Clumping

Setup

Clumping GWAS results aims to retain only independent variants, accounting for linkage disequilibrium (highly correlated signals). The clump() function uses PLINK2 in the background and requires a genome reference dataset with linkage disequilibrium information. This reference must contain the same variant IDs as your GWAS results. It is recommended to first annotate your GWAS with rsIDs - this can be achieved with the chrpos_to_rsid() function if your data is not already annotated. The data is also expected in genepi.utils standard form, so run standardise_gwas() if needed. The standardisation and rsID annotation can also be performed in one step with the standardise_gwas() function, by passing an appropriate populate_rsid argument.

A common reference dataset is the 1000 genomes phase 3 which can be downloaded from the PLINK (https://www.cog-genomics.org/plink/2.0/resources#phase3_1kg).
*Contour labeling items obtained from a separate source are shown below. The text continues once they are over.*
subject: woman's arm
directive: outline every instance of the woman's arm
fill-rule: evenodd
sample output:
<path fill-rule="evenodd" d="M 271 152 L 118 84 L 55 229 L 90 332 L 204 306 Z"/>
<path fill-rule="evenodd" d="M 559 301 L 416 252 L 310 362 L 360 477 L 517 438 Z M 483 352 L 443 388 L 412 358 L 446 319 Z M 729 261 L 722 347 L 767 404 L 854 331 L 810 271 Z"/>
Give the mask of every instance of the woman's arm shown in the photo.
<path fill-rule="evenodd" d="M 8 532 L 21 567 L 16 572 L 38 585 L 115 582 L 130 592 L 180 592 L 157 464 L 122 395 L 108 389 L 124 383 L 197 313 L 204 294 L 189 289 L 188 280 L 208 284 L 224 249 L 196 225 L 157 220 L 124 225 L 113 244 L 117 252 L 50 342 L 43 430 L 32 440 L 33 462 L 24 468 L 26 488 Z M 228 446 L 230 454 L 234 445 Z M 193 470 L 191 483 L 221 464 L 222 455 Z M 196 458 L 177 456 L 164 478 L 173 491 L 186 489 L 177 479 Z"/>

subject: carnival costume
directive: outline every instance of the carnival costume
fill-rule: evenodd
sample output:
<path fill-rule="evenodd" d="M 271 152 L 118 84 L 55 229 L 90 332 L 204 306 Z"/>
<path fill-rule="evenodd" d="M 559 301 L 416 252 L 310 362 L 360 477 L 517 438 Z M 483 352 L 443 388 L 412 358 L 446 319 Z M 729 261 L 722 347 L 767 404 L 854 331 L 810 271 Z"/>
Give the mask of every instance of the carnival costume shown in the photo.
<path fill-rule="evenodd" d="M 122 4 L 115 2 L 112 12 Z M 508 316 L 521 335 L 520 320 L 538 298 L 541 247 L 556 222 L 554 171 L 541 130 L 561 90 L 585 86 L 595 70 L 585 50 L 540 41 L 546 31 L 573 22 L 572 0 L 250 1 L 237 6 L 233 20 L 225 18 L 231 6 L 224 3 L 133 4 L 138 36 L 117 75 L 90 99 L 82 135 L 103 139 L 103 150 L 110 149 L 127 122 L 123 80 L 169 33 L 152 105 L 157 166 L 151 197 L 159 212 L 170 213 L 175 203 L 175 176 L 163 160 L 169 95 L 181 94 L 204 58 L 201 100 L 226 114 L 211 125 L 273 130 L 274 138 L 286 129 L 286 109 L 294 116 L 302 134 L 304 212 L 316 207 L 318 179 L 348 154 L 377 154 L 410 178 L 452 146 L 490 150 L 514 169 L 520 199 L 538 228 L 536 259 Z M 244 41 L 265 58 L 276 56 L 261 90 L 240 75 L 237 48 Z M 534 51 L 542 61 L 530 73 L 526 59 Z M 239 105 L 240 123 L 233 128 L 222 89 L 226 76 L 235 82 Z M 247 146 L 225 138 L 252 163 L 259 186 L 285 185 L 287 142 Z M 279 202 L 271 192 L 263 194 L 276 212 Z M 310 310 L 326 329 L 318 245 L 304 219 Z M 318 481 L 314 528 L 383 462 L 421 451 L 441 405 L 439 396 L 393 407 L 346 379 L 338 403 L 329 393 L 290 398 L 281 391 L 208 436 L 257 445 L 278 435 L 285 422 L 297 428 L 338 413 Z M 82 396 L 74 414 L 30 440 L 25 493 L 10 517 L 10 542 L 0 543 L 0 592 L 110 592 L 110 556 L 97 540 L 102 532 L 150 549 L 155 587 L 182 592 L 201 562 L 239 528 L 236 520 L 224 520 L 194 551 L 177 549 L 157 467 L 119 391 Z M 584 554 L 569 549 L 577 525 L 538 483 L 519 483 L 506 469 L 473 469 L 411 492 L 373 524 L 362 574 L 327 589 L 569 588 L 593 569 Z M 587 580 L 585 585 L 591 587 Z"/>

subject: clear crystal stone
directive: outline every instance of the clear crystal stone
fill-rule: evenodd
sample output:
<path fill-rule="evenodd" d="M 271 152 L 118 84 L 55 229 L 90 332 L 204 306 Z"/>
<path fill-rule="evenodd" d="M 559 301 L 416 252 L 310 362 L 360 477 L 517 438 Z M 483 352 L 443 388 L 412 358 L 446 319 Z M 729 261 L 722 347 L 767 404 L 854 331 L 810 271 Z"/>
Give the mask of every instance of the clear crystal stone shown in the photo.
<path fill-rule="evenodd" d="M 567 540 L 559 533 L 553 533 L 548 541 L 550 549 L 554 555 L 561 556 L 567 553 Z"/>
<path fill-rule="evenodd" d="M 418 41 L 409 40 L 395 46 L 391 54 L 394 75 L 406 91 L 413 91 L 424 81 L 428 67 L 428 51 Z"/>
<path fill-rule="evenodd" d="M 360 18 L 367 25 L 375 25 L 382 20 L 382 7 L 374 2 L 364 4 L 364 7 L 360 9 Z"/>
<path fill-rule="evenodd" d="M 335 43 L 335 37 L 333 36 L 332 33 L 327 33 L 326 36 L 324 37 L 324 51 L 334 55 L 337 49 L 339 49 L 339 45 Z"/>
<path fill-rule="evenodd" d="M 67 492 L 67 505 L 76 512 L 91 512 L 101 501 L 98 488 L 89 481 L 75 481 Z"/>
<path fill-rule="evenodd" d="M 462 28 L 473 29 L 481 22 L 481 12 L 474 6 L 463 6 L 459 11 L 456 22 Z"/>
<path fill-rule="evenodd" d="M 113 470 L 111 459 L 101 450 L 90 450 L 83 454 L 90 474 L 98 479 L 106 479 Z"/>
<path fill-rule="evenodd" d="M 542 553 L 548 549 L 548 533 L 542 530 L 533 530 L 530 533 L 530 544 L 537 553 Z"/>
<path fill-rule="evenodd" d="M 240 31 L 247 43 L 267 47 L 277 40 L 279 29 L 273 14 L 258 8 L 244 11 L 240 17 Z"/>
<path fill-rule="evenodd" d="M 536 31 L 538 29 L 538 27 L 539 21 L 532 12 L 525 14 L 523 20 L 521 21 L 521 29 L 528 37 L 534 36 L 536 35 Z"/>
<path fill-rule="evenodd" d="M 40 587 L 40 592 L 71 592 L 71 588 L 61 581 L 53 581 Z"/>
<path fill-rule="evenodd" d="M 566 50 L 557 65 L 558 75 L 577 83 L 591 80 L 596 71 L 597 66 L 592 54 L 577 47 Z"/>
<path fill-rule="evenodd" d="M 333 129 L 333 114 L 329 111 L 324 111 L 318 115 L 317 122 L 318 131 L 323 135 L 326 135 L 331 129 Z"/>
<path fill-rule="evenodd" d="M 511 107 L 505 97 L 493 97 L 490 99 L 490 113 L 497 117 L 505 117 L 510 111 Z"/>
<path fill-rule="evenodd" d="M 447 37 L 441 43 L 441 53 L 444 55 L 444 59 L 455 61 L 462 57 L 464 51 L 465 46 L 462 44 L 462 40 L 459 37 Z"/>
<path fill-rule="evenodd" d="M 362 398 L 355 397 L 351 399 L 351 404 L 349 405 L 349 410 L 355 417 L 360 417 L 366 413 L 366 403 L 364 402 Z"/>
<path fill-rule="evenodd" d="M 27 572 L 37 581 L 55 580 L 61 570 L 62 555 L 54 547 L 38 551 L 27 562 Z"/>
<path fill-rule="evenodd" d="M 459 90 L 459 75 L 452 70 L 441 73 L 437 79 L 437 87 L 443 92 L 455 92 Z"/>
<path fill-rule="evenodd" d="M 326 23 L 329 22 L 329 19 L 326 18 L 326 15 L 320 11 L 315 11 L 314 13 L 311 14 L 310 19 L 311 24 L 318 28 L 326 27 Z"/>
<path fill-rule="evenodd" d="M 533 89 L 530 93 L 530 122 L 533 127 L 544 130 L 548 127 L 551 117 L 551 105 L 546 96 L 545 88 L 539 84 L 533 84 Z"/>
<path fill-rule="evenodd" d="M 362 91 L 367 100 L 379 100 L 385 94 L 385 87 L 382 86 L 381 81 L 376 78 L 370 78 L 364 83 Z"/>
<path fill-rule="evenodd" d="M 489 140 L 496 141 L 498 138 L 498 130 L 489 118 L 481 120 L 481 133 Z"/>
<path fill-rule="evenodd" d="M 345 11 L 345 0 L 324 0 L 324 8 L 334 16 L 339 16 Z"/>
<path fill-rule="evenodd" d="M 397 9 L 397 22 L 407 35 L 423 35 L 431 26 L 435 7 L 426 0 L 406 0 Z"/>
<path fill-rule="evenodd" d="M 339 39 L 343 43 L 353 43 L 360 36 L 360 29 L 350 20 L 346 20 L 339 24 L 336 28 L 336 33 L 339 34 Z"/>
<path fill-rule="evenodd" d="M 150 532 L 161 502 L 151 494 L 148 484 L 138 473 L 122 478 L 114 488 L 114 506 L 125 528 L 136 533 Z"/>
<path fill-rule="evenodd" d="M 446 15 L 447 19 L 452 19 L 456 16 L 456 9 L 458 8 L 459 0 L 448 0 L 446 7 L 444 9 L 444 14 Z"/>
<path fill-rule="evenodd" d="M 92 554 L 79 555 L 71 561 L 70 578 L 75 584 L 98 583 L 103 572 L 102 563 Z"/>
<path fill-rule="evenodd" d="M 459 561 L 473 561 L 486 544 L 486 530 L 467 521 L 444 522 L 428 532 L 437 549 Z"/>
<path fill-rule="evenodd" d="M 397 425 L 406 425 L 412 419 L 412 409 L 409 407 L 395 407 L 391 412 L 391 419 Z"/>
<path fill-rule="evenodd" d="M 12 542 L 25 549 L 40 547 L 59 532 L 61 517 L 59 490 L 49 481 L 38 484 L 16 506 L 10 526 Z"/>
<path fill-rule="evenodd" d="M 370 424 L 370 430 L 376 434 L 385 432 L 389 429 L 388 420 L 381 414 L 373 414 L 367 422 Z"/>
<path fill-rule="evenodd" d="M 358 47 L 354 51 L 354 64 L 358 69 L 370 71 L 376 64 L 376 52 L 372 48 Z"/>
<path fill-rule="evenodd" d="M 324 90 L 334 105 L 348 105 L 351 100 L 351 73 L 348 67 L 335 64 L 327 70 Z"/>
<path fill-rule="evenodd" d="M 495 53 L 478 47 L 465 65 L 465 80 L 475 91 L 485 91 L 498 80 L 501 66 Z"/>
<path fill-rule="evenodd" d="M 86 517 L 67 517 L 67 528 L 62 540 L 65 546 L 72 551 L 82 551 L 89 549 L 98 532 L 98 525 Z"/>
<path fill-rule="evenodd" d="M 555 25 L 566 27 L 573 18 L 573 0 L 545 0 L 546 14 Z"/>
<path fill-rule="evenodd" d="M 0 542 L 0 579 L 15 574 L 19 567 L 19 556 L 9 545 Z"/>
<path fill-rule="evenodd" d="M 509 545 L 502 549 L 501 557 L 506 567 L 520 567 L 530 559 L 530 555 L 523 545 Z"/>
Important: if you use a different dataset ensure that the IDs match those in your dataset).

To ready the PLINK2 pfiles for use with clumping you can run the following, as there appear to be some duplicate rsIDs in this dataset that PLINK2 does not like.

plink2 \
  --pfile all_phase3 \
  --rm-dup force-first \
  --make-pgen \
  --out all_phase3_nodup

The path to your processed reference files (path/to/plink_ref/all_phase3_nodup) can be directly passed the the clump() function as the plink_ref argument, or, you can configure the path in the package by using set_1000G_reference() - this only needs to be done once per install. The currently set reference path can be queried with which_1000G_reference().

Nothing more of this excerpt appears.